Sepsis compromises primary B cell-mediated responses

Abstract

Abstract Sepsis is the leading cause of death in non-coronary ICU’s, and one hallmark of sepsis patients is sustained immune suppression. Septic patients exhibit compromised innate and adaptive immunity, making them highly susceptible to secondary infections. Using the cecal ligation and puncture (CLP) model of sepsis, we recently showed the recovery of CD4 T cells from CLP-induced lymphopenia is accompanied by alterations in the composition and function of the Ag-specific CD4 T cell repertoire. These data led us to hypothesize that CD4 T cell-dependent B cell responses would also be impaired after CLP. Using the same CLP model, we immunized sham (control) and CLP mice with PE-conjugated 2W1S56 peptide 30 d after surgery, and then we quantitated the number of 2W1S-specific CD4 T cells and PE-specific B cells 7 d later. Compared to sham mice, CLP-treated mice immunized with PE-2W1S56 had a sustained reduction in number of 2W1S-specific Tfh CD4 T cells and naïve/memory PE-specific B cells after CLP. Next, we immunized sham and CLP mice with TNP-KLH plus either CpG or alum early (2 d) or late (30 d) after surgery to induce Th1 or Th2 Ab responses, respectively.
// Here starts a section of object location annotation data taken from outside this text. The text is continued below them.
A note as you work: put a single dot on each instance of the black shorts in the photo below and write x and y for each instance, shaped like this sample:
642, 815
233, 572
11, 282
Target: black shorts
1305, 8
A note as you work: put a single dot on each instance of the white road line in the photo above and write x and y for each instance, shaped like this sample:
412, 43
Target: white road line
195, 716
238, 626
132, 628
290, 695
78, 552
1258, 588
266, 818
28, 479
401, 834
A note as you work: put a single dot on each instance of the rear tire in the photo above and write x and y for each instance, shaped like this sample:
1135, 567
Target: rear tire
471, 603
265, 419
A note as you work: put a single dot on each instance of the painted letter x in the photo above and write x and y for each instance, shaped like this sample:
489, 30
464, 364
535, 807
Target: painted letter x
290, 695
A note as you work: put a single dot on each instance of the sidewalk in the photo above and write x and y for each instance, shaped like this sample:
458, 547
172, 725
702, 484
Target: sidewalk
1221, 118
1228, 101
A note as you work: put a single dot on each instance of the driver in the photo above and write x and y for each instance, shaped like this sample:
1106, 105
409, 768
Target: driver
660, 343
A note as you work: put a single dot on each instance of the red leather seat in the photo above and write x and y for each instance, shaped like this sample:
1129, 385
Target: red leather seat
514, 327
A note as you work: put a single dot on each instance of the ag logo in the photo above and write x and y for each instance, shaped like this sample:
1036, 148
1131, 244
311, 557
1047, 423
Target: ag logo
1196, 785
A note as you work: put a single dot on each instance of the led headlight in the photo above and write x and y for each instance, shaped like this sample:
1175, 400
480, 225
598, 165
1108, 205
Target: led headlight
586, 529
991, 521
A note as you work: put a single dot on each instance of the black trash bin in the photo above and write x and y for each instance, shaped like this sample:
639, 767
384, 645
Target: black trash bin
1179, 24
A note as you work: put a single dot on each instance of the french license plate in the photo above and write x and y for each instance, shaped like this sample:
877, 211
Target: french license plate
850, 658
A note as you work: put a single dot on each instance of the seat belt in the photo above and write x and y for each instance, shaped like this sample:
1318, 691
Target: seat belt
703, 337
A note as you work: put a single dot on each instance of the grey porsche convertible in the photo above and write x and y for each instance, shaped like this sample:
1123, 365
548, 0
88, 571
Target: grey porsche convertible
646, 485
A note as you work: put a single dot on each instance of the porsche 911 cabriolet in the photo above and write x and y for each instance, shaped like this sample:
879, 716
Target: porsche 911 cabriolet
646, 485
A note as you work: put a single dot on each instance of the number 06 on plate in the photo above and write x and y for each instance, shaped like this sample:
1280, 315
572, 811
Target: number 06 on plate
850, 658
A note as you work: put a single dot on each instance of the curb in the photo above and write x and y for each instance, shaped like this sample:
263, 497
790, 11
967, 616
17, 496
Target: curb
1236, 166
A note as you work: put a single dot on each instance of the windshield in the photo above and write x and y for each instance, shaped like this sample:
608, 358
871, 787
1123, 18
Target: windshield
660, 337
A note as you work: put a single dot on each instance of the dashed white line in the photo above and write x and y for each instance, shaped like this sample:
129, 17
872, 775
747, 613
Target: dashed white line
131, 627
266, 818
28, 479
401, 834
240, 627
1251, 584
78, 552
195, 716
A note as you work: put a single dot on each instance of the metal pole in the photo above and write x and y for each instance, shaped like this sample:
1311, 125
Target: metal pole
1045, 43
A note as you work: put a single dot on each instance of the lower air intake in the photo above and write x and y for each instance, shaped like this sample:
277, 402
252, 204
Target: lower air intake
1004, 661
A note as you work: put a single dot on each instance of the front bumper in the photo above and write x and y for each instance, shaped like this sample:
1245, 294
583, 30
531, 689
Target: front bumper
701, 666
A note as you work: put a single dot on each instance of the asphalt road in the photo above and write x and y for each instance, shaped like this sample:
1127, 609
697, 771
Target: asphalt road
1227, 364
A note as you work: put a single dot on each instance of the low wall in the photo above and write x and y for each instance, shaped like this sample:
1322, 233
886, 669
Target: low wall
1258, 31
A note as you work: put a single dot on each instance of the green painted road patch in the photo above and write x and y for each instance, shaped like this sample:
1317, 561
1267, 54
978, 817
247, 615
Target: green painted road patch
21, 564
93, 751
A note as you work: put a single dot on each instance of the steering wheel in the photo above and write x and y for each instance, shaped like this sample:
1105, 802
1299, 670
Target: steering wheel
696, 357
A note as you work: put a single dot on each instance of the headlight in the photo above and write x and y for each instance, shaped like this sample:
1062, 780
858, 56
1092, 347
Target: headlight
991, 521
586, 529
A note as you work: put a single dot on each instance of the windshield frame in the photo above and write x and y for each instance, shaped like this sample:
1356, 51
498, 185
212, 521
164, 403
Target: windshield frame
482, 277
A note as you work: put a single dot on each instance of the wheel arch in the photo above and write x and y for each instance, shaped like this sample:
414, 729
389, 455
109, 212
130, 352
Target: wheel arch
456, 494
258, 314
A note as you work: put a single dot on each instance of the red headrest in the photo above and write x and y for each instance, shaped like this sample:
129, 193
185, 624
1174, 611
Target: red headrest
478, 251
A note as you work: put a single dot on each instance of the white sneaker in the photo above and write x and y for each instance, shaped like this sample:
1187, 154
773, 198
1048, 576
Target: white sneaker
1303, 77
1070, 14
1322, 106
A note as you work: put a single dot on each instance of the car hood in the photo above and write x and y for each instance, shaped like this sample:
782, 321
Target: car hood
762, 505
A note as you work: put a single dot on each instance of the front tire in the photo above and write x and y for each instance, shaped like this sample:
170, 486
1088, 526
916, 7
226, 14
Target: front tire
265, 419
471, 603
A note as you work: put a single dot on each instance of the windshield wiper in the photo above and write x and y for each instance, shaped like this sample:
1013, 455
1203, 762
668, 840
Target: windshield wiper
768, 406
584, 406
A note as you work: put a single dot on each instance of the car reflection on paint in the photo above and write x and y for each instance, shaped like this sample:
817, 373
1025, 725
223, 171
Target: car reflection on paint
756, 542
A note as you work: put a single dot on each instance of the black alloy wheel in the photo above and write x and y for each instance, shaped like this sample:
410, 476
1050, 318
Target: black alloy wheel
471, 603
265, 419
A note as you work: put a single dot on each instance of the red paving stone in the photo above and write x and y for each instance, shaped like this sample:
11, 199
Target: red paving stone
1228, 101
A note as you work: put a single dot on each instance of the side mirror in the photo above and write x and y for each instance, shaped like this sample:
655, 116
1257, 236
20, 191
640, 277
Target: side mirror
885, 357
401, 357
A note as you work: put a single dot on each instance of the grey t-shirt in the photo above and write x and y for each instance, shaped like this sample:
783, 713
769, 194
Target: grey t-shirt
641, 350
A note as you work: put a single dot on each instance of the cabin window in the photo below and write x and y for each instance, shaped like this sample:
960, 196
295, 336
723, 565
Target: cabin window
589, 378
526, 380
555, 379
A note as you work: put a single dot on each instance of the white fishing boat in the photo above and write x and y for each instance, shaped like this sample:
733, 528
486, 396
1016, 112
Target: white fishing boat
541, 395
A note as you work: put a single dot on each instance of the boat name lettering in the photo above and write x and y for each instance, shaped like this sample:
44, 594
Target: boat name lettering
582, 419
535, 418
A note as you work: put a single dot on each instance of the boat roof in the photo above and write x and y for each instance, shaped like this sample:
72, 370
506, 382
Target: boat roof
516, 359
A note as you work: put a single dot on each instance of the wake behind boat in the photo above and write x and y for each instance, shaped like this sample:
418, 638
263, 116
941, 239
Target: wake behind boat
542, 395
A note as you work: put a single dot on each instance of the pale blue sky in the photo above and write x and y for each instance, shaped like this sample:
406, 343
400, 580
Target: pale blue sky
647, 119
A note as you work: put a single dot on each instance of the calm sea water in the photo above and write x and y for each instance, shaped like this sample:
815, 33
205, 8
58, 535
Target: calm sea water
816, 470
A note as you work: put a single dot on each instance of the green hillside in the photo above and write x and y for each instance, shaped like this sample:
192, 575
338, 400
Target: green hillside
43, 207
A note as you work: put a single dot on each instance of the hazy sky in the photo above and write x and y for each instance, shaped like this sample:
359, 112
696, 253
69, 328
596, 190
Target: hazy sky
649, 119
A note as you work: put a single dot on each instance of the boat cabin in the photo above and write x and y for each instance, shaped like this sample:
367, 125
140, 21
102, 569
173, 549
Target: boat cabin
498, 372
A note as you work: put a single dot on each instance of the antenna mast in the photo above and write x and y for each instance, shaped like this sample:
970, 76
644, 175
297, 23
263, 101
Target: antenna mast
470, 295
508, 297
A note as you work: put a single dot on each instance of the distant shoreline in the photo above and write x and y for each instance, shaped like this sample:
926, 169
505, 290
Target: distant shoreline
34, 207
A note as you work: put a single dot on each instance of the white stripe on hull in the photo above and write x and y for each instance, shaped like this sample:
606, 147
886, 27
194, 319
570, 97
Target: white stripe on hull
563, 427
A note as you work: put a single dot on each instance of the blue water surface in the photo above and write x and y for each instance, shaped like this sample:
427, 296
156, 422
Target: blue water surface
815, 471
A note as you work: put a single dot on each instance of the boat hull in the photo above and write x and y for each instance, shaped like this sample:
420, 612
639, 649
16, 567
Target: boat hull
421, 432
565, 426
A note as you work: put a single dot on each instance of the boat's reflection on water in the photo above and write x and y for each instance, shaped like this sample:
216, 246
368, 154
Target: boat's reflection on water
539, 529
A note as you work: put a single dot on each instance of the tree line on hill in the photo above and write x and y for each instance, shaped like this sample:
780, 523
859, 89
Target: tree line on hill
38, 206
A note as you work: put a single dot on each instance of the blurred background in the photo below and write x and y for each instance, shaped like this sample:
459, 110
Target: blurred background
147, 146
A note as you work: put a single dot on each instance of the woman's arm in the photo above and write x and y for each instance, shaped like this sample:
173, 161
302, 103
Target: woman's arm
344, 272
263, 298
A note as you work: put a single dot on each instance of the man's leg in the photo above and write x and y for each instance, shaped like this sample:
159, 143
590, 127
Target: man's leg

We observed compromised production of anti-TNP Ab in mice immunized with either TNP-KLH/CpG or alum early (2 d) after CLP. Importantly, Ab production remained reduced in mice immunized with TNP-KLH/alum late (30 d) after CLP. Together, our data show CLP-induced sepsis impacts humoral immunity by affecting the number and function of Ag-specific B cells and CD4 Tfh cells. Moreover, these data suggest potential for defects in humoral immunity to newly introduced Ag (e.g., vaccines) in sepsis survivors long after the septic event has resolved.